15
votes

Let's say we have a CPU with 20 cores and a process with 20 CPU-intensive independent of each other threads: One thread per CPU core. I'm trying to figure out whether context switching happens in this case. I believe it happens because there are system processes in the operating system that need CPU-time too.

I understand that there are different CPU architectures and some answers may vary but can you please explain:

  • How context switching happens e.g. on Linux or Windows and some known CPU architectures? And what happens under the hood on modern hardware?
  • What if we have 10 cores and 20 threads or the other way around?
  • How to calculate how many threads we need if we have n CPUs?
  • Does CPU cache(L1/L2) gets empty after context switching?

Thank you

1

1 Answers

20
votes

How context switching happens e.g. on Linux or Windows and some known CPU architectures? And what happens under the hood on modern hardware?

A context-switch happens when an interrupt occurs and that interrupt, together with the kernel thread and process state data, specify a set of running threads that is different than the set running before the interrupt. Note that, in OS terms, an interrupt may be either a 'real' hardware interrupt that causes a driver to run and that driver requests a scheduling run, or a syscall from a thread that is already running. In either case, the OS scheduling state-machine decides whether to change the set of threads running on the available cores.

The kernel can change the set of running threads by stopping thread/s and running others. It can stop any thread running on any core by queueing up a premption request and generating a hardware interrupt of that core to force the core to run its interprocessor driver to handle the request.
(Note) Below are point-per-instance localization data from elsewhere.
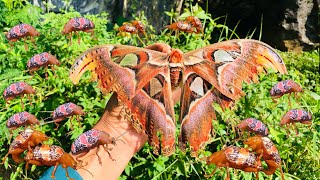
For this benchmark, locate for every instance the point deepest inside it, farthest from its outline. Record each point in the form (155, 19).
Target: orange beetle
(235, 157)
(50, 155)
(25, 140)
(265, 148)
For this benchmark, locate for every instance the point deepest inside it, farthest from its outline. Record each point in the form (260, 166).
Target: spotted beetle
(42, 60)
(235, 157)
(21, 31)
(265, 148)
(66, 110)
(21, 119)
(78, 24)
(50, 155)
(25, 140)
(91, 139)
(285, 87)
(17, 89)
(254, 125)
(296, 115)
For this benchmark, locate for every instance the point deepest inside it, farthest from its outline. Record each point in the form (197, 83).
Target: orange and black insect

What if we have 10 cores and 20 threads?

Depends on what the threads are doing. If they are in any other state than ready/running, (eg blocked on I/O or inter-thread comms), there will be no context-switching between them because nothing is running. If they are all ready/running, 10 of them will run forever on the 10 cores until there is an interrupt. Most systems have a periodic timer interrupt that can have the effect of sharing the available cores around the threads.

or the other way around

10 threads run on 10 cores. The other 10 cores are halted. The OS may move the threads around the cores, eg. to prevent uneven heat dissipation across the die.

How to calculate how many threads we need if we have n CPUs?

App-dependent. It would be nice if all cores were always used up 100% on exactly as many ready threads as cores but, since most threads are blocked for much more time than they are running, it's difficult, except in some end-cases, (eg - your '20 CPU-intensive threads on 20 cores'), to come up with any optimal number.

Does CPU cache(L1/L2) gets empty after context switching?

Maybe - it depends entirely on the data usage of the threads. The caches will get reloaded on-demand, as usual. There is no 'context-switch total cache reload' but, if the threads access different, large arrays of data while running, then the (L1 at least), cache will indeed get fully reloaded during the thread run.